Switch Examines Energy Resources and the Transition to Clean Energy

200403745-001The future of clean energy is explored in the 2012 documentary film, SWITCH, which was recently shown at a screening presented by the Dallas Electric Club at Southern Methodist University in Dallas. The film explores many energy hubs around the world to help viewers understand how energy is produced, how much each source is producing, the economics of energy production, and public opinion. From coal to solar and everything in between, the film puts all energy resources and production under a microscope. Director Harry Lynch told the audience that he and the film crew wanted to show a nonpartisan story on energy.

Scott Tinker, an expert on global energy reserves, policy, and geoscience, serves as the film’s narrator. As Tinker prepares to visit various energy sources around the world, he explains that the average person uses 200,000 watt hours every year. Tinker uses the number of watt hours used by one person every year to measure the output and production of every energy source he visits. For example, Tinker visits Perdido in the Gulf of Mexico, the world’s deepest offshore oil drilling and production platform that produces enough energy from natural resources to meet the power needs of one million people per year while a wind farm with 4,000 windmills in Denmark can power 340,000 people per year.

The film helps viewers understand that energy extraction from every source doesn’t come without its challenges and tradeoffs. There are costs to every energy source and the challenge is creating clean energy at a cost that is acceptable to the public. The film asserts that the goal for our species moving forward is to produce clean energy at a reasonable cost.

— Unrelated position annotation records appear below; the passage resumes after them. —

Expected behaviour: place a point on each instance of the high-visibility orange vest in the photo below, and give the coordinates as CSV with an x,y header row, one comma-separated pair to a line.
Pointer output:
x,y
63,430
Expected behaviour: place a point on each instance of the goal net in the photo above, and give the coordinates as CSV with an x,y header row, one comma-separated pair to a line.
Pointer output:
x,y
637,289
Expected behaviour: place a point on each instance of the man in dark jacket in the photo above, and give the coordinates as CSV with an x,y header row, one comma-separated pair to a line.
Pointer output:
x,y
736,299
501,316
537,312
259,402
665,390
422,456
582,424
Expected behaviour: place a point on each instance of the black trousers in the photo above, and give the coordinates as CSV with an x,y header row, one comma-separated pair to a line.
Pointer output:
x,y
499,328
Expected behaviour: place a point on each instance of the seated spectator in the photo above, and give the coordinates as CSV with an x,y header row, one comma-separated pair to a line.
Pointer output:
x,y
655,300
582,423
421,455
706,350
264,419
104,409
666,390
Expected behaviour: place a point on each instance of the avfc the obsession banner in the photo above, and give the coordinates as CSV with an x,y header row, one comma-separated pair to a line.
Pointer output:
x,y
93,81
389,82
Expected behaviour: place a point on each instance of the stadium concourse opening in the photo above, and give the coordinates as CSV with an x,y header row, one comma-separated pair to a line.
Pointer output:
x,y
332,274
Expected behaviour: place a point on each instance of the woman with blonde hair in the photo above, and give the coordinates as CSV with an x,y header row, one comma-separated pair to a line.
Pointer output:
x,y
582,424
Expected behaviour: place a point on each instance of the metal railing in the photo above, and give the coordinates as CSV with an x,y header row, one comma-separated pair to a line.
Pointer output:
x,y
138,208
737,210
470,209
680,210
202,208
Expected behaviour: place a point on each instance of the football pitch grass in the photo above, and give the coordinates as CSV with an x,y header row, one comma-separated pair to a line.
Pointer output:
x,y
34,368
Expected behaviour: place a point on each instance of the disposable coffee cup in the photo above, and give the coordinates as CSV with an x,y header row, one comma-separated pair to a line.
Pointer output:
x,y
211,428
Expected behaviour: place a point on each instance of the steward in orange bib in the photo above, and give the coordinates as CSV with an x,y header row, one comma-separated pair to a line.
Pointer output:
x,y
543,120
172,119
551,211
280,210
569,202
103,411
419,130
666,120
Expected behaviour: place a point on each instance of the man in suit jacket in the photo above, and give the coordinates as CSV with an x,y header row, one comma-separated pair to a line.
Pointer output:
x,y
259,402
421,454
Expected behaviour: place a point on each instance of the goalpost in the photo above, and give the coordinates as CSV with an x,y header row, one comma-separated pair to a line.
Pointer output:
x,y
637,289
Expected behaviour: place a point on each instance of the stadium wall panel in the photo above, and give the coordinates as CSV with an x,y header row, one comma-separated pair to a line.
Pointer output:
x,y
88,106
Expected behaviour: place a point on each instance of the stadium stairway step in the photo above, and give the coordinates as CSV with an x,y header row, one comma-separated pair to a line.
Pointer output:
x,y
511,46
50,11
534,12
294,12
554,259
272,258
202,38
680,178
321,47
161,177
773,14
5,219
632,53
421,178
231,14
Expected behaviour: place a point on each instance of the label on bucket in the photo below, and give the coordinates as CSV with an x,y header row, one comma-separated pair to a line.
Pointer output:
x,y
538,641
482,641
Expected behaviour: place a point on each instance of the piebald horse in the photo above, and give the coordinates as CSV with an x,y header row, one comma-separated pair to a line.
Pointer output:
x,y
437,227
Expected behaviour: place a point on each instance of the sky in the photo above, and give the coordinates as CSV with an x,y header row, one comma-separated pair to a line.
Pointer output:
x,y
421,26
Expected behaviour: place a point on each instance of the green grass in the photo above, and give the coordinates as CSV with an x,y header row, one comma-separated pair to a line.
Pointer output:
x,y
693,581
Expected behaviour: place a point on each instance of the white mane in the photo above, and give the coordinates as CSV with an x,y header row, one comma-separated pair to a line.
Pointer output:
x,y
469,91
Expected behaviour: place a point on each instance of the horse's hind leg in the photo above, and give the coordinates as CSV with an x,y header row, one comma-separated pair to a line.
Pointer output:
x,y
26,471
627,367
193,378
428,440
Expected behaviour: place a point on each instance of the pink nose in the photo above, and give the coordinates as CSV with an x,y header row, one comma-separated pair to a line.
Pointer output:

Astonishing technological advances have been made over the years, moving us closer to our clean energy goal. But the current technology and methods of capturing, storing, and using this clean energy are often too expensive to be embraced globally. For instance, we have the knowledge and capabilities to capture and store carbon dioxide emitted by coal-fired power plants to produce “clean coal,” but doing so on a large scale requires more funding money and the resources to capture the carbon dioxide.

Energy transportation is viewed as another major issue contributing to the high cost of clean energy. How do we transport the energy from its source, and at what cost? And it isn’t just financial questions that are raised. Are we willing to erect potentially unsightly windmills in major metropolitan areas to power every home, or can power lines be used on 100-year old family farm to transfer energy across cities?

The film reaches a close as Tinker begins to subtract from his 200,000 watt hours of energy use per year by installing energy efficient lights and insulation in his home. Not surprisingly, we rely extensively on “dirty energy” such as coal and fossil fuels; the cheapest energy is the dirtiest energy. The transition to clean energy can be made, but the film tells us it will likely require the use of natural gas and nuclear energy in combination with renewable energy, a crossover of foundational energy and the energy of the future.

But before we can begin to make the transition, the film urges society to start changing its energy behavior and the way energy is viewed.  Changing society’s energy behavior is the most important part of the future of energy. Not everyone needs to install solar panels on their homes to provide them with electricity, but seeing homes with solar panels will get people to consider conservation in a different light.  Focusing on energy efficiency is the first step toward meeting our energy goals.